The directive was contained in a circular dated March 12, 2026 and issued to banks, financial institutions and payment service providers across the country.

According to the apex bank, the new rules are designed to curb fraud and improve the safety and resilience of instant payment platforms as digital financial services continue to expand in Nigeria.

The Central Bank of Nigeria said the new provisions will take effect from July 1, 2026, allowing financial institutions time to upgrade their systems and comply with the updated requirements.

Under the directive, banks must impose transaction limits on newly activated mobile banking applications within the first 24 hours. During this period, the total value of transactions—covering both incoming and outgoing transfers—must not exceed N20,000 for newly opened accounts.

However, the regulator noted that banks may impose lower limits if required by their internal risk management frameworks.

For existing customers activating mobile banking applications on a new device, the central bank also directed financial institutions to place a N20,000 limit on outgoing transactions within the first 24 hours of activation.

The apex bank explained that the measure is intended to reduce risks associated with account takeover, identity theft and unauthorised device migration, which have become more frequent with the rapid growth of digital banking.

In addition to the transaction cap, the Central Bank of Nigeria introduced mandatory device binding for mobile banking applications.

Under the rule, customers will only be allowed to operate their mobile banking app on a single device at a time, effectively preventing the use of the same banking application across multiple devices simultaneously.

Any attempt to migrate the application to a new device will trigger a fresh authentication and reactivation process to verify the identity of the account holder.

Financial institutions were also directed to implement additional multi-factor authentication procedures for first-time logins to internet banking platforms from new devices.

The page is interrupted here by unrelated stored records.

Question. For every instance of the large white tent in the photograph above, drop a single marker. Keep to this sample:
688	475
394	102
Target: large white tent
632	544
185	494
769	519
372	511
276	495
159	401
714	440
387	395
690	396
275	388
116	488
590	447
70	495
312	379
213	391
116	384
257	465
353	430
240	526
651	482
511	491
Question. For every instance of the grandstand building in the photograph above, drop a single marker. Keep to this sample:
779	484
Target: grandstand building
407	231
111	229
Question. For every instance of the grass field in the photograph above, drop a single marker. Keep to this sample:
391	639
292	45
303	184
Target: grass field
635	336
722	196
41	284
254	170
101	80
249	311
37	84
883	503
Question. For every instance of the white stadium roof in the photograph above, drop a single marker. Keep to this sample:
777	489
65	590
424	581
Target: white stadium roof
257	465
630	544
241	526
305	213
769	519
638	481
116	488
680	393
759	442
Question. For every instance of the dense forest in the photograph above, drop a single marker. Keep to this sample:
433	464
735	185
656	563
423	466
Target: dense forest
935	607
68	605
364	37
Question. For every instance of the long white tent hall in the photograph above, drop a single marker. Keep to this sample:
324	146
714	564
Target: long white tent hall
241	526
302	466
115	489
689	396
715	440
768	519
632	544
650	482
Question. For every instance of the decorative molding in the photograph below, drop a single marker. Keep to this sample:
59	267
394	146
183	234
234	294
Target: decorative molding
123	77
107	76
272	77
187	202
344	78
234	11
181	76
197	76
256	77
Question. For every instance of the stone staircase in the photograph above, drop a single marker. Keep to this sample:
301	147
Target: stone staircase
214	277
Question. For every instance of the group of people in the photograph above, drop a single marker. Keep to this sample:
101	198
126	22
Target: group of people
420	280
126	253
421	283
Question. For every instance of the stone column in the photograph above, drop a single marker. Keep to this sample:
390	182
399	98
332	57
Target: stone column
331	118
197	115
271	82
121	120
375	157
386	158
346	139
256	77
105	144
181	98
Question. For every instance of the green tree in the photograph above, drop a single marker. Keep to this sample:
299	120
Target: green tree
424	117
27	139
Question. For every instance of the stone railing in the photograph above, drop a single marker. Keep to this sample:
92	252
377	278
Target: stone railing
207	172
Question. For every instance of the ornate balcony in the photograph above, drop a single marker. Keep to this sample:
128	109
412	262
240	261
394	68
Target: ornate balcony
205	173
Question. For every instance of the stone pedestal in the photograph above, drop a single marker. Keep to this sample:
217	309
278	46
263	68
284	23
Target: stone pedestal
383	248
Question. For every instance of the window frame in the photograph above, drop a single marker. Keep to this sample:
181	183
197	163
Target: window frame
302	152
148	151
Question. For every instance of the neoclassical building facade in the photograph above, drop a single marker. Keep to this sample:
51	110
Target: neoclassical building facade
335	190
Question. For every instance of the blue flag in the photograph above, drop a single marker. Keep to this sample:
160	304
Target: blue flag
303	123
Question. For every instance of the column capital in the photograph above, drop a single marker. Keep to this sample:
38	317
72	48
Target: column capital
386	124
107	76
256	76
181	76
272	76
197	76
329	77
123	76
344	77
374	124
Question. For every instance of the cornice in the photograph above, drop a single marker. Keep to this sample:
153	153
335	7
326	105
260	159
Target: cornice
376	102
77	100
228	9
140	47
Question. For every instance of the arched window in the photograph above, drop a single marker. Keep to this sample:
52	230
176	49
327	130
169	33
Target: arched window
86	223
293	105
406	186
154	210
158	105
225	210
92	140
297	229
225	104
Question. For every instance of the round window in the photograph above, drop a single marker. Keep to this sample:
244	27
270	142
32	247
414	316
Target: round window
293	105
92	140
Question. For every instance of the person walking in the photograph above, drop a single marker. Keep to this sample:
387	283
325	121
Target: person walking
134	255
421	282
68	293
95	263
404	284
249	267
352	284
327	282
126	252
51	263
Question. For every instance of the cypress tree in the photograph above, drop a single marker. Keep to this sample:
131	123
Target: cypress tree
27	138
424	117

Beyond device restrictions, the central bank instructed banks and payment service providers to deploy enterprise fraud monitoring systems capable of tracking both incoming and outgoing transactions in real time.

These systems are expected to help financial institutions detect suspicious activity early and prevent potentially fraudulent transactions before they are completed.

The regulator also tightened procedures for online account opening and account reactivation.

It stated that accounts opened digitally must undergo liveliness checks to confirm that the person initiating the process is physically present and not using impersonation tools.

Furthermore, all online account opening and reactivation processes must be validated in real time using the Bank Verification Number and National Identity Number databases.

Financial institutions were also directed to adopt stronger authentication tools such as biometric verification, soft tokens, hard tokens and other multi-factor authentication methods for online account reactivation.

In another major provision, the central bank introduced a voluntary opt-out feature for instant payment services.

The policy allows bank customers to temporarily disable instant transfers on their accounts if they wish to limit exposure to fraud risks.

Under the arrangement, customers who activate the opt-out option will be unable to perform instant transfers online, either within the same bank or to other banks. However, they will still be able to conduct transfers by visiting their financial institutions physically.

The default setting for new customers will remain opt-in during account opening.

The Central Bank of Nigeria also stated that customers may voluntarily adjust their personal transaction limits, provided such changes remain within the existing maximum thresholds of N25 million for individual accounts and N250 million for corporate accounts.

However, any request to change transaction limits must undergo enhanced due diligence and risk assessment by the financial institution before approval.

According to the apex bank, the measures represent the minimum operational standards required to strengthen the integrity and security of Nigeria’s instant payment ecosystem.